Uncertainty over Clean Air Zones could damage local business
Clarity is urgently needed to identify which vehicles will be affected in each of the Clean Air Zones, the Freight Transport Association (FTA) has said, following publication of the Government’s air quality plan.
Elizabeth de Jong, FTA’s Director of UK Policy, said: “Uncertainty will hurt industry – FTA understands we won’t know where lorries and vans will be restricted until next year, giving only a year for businesses to plan their fleets, leaving many with potentially large bills on top of rising operating costs in a difficult trading environment.”

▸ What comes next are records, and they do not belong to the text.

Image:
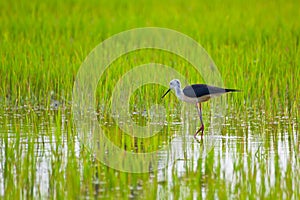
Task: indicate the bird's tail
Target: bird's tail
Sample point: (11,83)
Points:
(232,90)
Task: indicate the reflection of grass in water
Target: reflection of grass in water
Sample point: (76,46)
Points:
(255,47)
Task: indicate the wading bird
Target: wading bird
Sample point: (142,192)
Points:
(197,94)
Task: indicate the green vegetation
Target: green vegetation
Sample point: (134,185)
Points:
(255,45)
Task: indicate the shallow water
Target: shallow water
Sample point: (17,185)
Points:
(261,151)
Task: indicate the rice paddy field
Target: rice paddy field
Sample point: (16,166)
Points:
(255,155)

In addition to the Ultra Low Emission Zone in London, there are five other cities (Birmingham, Derby, Leeds, Nottingham and Southampton) which will have to introduce Clean Air Zones (CAZs) by 2019. There may be other locations which, as part of their air quality plans, also decide to introduce CAZs.

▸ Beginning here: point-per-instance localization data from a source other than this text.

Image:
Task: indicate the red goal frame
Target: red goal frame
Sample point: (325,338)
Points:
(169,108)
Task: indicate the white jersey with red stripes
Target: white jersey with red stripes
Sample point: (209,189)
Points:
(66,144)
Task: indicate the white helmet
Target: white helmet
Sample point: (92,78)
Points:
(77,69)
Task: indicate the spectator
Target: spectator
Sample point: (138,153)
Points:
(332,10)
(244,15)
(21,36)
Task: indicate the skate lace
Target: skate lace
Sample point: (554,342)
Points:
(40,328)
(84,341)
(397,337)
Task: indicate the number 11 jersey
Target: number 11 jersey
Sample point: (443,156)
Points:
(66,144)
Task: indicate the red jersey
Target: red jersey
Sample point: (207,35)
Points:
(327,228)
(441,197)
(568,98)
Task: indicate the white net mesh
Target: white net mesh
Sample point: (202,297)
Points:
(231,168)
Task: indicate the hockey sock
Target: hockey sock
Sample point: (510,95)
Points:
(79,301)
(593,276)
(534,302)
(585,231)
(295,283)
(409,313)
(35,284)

FTA argued that with such short lead times for businesses to ensure their fleets are compliant, many will need additional support, in particular small businesses, those based within zone boundaries, specialist fleets, and van operators if included.
The organisation added that if vans are affected by CAZs, there will be little more than two and a half years’ worth of compliant vehicles in the fleet and no established second hand market. Many businesses will now be locked into lease agreements which extend beyond the 2019 deadline and will be costly to get out of.
Elizabeth de Jong concluded: “For those whose businesses operate inside a zone, a period of grace, giving them extra time to comply, would provide much-needed breathing space. Our worst fear is that some may be forced out of business altogether if the plans are not properly thought through.”
FTA is offering to work with the local authorities affected to help them supporting businesses and the economy during the implementation of the plans.